Il éprouve l’humiliation de n’être plus le premier, de passer après les préoccupations littéraires de l’écrivain George Sand.
Ses nuits désordonnées lui procurent des fatigues extrêmes. Il est agité, inquiet, il pleure et veut retourner à Paris.
Il écrit qu’il se sent mourir.
Il a des crises de colère. Il se met à regretter le temps de sa liberté.
Musset retourne aux excès de la débauche, du jeu, de la boisson, à la rencontre des prostituées dont il écrit pourtant qu’elles ne sont que de malheureuses esclaves.
George Sand, patiemment le veille, supporte ses cris, ses injures et finit par appeler un médecin, le jeune Pietro Pagello qui ne quittera pratiquement pas le malade.
Sand et Pietro Pagello
Pour se tenir éveillés Sand et Pagello se parlent longuement, évoquent la beauté de Venise, sa prodigieuse histoire, ses nombreux artistes et musiciens.
Lorsqu’ils peuvent disposer de quelques instants, ils se promènent, font quelques courses.
Peu à peu, Musset va mieux, les crises de délire ont disparu, il reparle de quitter Venise qu’il s’est mis à détester.
Cependant l’intimité dans laquelle George et Pietro ont passé, en février, ces jours difficiles, a abouti à une liaison amoureuse qui les rend imprudents.
Pietro PagelloPietro n’ayant pas de chambre à l’hôtel Danieli, les nouveaux amants ne savent où cacher leurs amours.

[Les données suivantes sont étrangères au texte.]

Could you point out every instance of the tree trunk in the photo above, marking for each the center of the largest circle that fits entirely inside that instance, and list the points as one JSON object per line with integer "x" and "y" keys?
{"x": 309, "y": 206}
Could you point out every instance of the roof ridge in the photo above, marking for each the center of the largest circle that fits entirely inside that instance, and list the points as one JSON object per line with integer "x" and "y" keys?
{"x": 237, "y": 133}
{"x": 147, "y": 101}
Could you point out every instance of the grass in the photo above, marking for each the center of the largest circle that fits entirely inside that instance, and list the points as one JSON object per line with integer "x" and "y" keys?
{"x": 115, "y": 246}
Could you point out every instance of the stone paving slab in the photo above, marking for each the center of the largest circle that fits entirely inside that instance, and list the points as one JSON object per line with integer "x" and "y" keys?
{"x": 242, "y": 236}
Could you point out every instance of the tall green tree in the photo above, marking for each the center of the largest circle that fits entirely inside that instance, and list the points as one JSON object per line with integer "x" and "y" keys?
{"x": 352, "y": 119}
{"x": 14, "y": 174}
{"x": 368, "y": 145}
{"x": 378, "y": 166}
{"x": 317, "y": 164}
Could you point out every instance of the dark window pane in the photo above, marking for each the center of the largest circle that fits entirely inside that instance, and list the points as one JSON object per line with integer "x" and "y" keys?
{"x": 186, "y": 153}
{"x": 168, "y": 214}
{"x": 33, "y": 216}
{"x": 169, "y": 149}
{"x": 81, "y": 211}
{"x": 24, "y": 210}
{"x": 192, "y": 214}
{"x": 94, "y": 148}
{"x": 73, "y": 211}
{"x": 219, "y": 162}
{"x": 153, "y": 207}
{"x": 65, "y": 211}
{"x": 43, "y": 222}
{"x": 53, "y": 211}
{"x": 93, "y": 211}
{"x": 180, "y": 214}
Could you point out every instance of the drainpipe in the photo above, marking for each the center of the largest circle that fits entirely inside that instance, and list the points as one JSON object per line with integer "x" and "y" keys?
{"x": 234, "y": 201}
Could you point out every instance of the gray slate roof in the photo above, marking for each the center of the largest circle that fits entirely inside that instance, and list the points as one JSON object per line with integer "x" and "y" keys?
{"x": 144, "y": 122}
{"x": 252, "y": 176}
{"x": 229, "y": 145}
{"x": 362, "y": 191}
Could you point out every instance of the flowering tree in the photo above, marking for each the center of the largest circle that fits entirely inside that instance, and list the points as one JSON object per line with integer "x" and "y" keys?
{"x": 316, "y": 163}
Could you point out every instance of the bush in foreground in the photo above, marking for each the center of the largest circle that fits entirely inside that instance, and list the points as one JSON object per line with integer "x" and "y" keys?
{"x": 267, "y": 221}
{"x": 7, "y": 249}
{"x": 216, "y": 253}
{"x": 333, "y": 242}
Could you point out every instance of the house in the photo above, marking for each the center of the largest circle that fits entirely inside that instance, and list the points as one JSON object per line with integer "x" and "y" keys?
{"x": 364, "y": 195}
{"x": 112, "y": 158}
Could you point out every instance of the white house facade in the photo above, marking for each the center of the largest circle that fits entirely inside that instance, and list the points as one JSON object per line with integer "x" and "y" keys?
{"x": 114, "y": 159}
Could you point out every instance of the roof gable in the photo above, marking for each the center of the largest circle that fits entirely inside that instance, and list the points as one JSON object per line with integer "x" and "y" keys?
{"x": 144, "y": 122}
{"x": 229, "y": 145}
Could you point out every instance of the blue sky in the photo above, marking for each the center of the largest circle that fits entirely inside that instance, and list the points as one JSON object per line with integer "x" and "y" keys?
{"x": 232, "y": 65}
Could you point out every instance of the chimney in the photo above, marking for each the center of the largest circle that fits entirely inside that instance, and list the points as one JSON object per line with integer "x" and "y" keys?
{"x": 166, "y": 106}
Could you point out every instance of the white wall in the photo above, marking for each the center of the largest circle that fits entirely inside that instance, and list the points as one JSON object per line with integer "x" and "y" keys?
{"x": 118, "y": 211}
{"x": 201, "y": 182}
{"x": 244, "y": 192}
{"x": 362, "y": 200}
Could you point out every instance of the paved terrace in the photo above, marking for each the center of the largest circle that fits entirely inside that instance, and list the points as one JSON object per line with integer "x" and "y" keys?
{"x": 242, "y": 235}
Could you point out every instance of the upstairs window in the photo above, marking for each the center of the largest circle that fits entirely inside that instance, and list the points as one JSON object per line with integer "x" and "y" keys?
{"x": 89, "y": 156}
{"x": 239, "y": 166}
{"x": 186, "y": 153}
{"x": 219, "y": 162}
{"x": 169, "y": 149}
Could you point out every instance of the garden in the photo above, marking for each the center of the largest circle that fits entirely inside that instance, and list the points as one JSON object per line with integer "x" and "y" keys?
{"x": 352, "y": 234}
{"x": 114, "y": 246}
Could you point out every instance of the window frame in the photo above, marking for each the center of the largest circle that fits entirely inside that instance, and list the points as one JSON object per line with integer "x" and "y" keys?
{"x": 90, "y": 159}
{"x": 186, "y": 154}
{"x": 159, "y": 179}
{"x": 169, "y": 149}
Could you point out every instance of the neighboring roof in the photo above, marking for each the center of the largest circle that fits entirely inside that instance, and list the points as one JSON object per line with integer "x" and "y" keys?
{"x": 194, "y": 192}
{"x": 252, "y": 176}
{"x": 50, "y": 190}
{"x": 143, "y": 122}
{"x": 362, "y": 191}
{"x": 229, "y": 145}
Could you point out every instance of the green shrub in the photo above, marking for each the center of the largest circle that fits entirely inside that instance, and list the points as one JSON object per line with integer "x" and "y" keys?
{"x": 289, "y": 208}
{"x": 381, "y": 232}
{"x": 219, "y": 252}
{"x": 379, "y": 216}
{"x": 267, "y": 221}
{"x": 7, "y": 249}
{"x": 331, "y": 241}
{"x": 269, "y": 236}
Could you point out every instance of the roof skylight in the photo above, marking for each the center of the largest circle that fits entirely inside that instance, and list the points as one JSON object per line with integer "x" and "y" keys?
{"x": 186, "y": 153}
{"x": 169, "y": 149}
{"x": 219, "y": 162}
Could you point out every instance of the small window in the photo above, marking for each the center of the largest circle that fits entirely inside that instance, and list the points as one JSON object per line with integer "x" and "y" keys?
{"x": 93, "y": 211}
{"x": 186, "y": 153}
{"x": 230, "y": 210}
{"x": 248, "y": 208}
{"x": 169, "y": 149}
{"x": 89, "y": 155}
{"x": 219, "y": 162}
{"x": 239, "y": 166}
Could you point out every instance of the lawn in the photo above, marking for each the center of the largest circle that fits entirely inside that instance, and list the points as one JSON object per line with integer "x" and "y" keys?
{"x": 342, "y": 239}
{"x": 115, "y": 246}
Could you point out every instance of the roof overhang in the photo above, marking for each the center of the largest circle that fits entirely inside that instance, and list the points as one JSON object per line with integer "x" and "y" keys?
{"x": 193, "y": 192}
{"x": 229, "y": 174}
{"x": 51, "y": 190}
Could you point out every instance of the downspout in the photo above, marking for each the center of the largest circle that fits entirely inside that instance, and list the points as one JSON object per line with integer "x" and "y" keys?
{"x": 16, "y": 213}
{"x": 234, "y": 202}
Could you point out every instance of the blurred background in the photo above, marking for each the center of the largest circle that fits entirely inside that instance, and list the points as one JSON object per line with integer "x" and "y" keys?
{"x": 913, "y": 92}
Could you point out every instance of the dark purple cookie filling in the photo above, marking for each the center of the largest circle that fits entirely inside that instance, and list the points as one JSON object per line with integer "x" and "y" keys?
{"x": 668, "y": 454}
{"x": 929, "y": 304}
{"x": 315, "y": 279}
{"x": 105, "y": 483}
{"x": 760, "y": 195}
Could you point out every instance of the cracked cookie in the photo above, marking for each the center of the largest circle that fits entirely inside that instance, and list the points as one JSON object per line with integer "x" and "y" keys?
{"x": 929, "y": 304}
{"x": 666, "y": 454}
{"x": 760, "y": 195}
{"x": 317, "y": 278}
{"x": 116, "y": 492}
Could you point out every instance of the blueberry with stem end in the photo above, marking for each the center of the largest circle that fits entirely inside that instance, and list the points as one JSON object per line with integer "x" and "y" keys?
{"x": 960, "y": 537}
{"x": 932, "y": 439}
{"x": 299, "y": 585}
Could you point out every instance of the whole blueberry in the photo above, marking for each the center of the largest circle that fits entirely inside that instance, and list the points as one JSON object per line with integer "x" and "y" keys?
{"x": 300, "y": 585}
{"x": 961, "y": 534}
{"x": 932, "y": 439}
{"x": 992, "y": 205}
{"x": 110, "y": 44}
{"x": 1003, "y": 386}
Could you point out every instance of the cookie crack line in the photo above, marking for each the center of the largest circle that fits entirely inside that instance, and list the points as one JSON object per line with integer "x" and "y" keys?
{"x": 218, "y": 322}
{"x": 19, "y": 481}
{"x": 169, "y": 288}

Elle remet à Pagello une lettre dans laquelle elle écrit qu’il doit la consoler des maux dont elle à souffert. « Serais-je ta compagne ou ton esclave, m’aimes-tu ou me désires-tu ? »
Musset a des soupçons.
Il surprend des regards, des gestes de connivence.
Il injurie la jeune femme qui, dans une angoisse constante commence l’écriture d’un nouveau roman « Jacques».
Retour à Paris
Musset, guéri rentre seul à Paris, en mars 1834. Il écrit à George pour lui faire part de son projet « confession d’un enfant du siècle ». Séparés, ils restent proches par leur relation épistolaire.
En juillet, quelques mois après, George rentre à Paris avec le docteur Pagello qui a dans ses bagages une lettre où George lui demande : «Pourquoi ne pouvais-je vivre entre vous deux et vous rendre heureux, sans appartenir ni à l’un, ni à l’autre? J’aurais vécu dix ans ainsi. »
Pour l’opinion parisienne, elle feint des amours romantiques, mais très déçue, elle reprend sa liaison avec Musset. Paris condamne ce trio ridicule. Alfred détient une lettre où George écrit : « J’aimais Pietro comme une mère, tu étais notre enfant à tous les deux».
Le docteur Pagello retourne à Venise, George et Alfred ne feront que rompre et se reprendre, se repousser et se retrouver, jusqu’à une scène violente, le 6 mars 1835 où ils rompront définitivement.
La littérature retiendra que jamais l’expression épistolaire de l’Amour n’aura été plus belle.